James Fallows at The Atlantic joins, as he does most Saturdays, now for a look beyond the headlines. Jim, good Saturday to you.

JAMES FALLOWS: Hello, Guy.

RAZ: Let's start with the NPR third-party debate that we just hosted. Gary Johnson and Jill Stein both offering clear alternatives to President Obama and Mitt Romney. I wonder, Jim, if Wednesday's debate might have been a bit livelier with those two up on stage.

FALLOWS: Oh, it sure would have been, and I think most people would have liked to have heard that range of proposals, whether it was critique of the permanent war policy in the United States or climate change emphasis or whatever. So, yes, I think most people would like to hear that. And technically, it might happen before the last 12 years or so. The debate commission has said if a third-party candidate gets to 15 percent in national opinion polls, then they can join the debates as Ross Perot did 20 years ago.

Realistically, that's a very high barrier for a third-party candidate to meet. And also, realistically, the truth is the two major parties don't want to have the attention divided this way. One of the reasons why President Jimmy Carter, for whom I once worked, had only one debate with Ronald Reagan is that Carter simply refused to have a debate that included John Anderson, who was the third-party candidate in that era.

RAZ: Given that sort of a narrowness of the, you know, the views, the absence of fact-checking, I mean, this sort of canned nature of a lot of the responses, what value do the debates really have?

FALLOWS: From any platonic sense, you'd have to be pretty depressed with this ritual, and yet I think it actually is good for America. For one thing, it gets people's attention. Usually, during the entire course of four years, the public affairs event that gets the biggest American audience is the debates, especially the first one, even more than an inauguration, more than the conventions.

And even the people aren't really being informed about the details of this or that policy, they do have some sense of the candidates, what they're like as people, how they react under stress. So I think that they are an imperfect vessel for public engagement.

RAZ: Now, Jim, lots of pundits, even political scientists have been saying, you know, these debates don't matter. And this one will not matter. But then you look at the new tracking polls out today, taken after the debate. They show a significant bounce for Mitt Romney. So I wonder if those political scientists are wrong.
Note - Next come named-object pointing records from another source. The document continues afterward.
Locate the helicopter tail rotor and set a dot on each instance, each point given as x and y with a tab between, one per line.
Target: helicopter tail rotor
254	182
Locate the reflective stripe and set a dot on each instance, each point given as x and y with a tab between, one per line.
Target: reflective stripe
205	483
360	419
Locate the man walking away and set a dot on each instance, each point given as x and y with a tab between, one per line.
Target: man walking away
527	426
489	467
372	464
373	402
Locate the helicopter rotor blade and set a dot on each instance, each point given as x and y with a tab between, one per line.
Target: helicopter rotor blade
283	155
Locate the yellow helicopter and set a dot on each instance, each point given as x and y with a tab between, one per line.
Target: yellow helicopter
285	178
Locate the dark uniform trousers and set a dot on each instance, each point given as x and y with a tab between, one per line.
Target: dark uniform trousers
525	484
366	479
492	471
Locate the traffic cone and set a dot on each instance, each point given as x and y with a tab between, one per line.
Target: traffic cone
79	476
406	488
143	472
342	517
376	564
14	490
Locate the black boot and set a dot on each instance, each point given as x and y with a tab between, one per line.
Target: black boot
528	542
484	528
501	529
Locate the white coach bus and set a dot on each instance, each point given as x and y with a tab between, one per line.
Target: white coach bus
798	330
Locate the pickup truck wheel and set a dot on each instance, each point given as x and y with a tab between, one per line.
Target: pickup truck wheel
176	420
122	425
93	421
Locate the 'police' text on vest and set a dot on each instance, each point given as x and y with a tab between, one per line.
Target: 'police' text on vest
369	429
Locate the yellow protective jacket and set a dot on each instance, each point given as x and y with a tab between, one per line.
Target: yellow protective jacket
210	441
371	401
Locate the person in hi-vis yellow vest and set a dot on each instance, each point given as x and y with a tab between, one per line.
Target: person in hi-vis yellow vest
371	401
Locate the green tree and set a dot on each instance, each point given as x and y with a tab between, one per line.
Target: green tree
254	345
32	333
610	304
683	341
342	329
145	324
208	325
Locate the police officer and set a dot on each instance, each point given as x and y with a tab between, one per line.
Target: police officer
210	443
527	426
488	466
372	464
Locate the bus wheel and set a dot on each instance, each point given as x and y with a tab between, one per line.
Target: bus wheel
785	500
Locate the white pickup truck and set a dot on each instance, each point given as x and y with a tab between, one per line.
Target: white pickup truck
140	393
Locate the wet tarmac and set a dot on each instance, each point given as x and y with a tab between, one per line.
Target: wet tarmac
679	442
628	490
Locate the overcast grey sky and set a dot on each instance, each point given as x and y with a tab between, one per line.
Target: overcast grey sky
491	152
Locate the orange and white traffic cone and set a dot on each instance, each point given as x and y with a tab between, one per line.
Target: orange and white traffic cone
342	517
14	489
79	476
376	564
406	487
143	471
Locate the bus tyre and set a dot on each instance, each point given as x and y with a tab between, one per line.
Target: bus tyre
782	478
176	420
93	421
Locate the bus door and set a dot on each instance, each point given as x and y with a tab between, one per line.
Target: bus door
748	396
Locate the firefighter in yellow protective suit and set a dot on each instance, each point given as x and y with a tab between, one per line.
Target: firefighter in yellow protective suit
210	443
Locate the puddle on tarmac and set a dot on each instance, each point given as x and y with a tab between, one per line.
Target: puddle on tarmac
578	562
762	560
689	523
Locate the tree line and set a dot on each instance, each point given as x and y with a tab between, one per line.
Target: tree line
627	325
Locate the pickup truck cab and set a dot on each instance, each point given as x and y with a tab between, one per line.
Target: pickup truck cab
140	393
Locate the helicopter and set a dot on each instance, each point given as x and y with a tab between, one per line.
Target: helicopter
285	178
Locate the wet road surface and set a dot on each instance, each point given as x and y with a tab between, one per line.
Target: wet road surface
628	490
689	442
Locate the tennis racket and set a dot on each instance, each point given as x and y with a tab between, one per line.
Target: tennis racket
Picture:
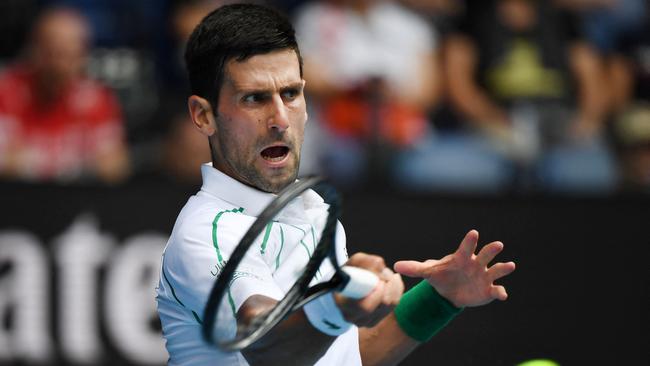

FALLOWS: I certainly think they are. And certainly, Governor Romney's performance was so much stronger and more focused and more engaged than the president's was this past week - it's no surprise if he is coming back. I'm sure from a political science point of view, it would be hard to prove that any one thing changed the presidential election because so many things go into them.

But it just - time and again, over the years, you see these shifts in momentum and attention and sense of confidence and sense of support for one candidate or another based on the results of a debate. I think we're seeing that right now.

RAZ: The narrative this week was a Romney comeback because he had a tough two or three weeks with a lot of bad media coverage. But then yesterday, the unemployment rate fell to its lowest level since January 2009, which, of course, is good news for the president. But I wonder, you know, whether these shifts in narratives ultimately matter at all.

FALLOWS: Well, I think that they do have an effect. I mean, probably, most voters have already made up their minds and did months ago about how they were going to vote in this election. They're weighing their own economic prospects. They're weighing war and peace around the world. They're weighing their sort of traditional loyalties to parties. They're weighing social issues too.

But in this final month of an election, people decide whether or not they're going to vote, whether they're going to try to enlist other people. So I think that almost day-by-day, for the month that's left, we're going to see changes in this narrative that will matter and should matter.

RAZ: That's James Fallows. He's a national correspondent for The Atlantic. You can find his blog at jamesfallows.theatlantic.com. Jim, thanks so much.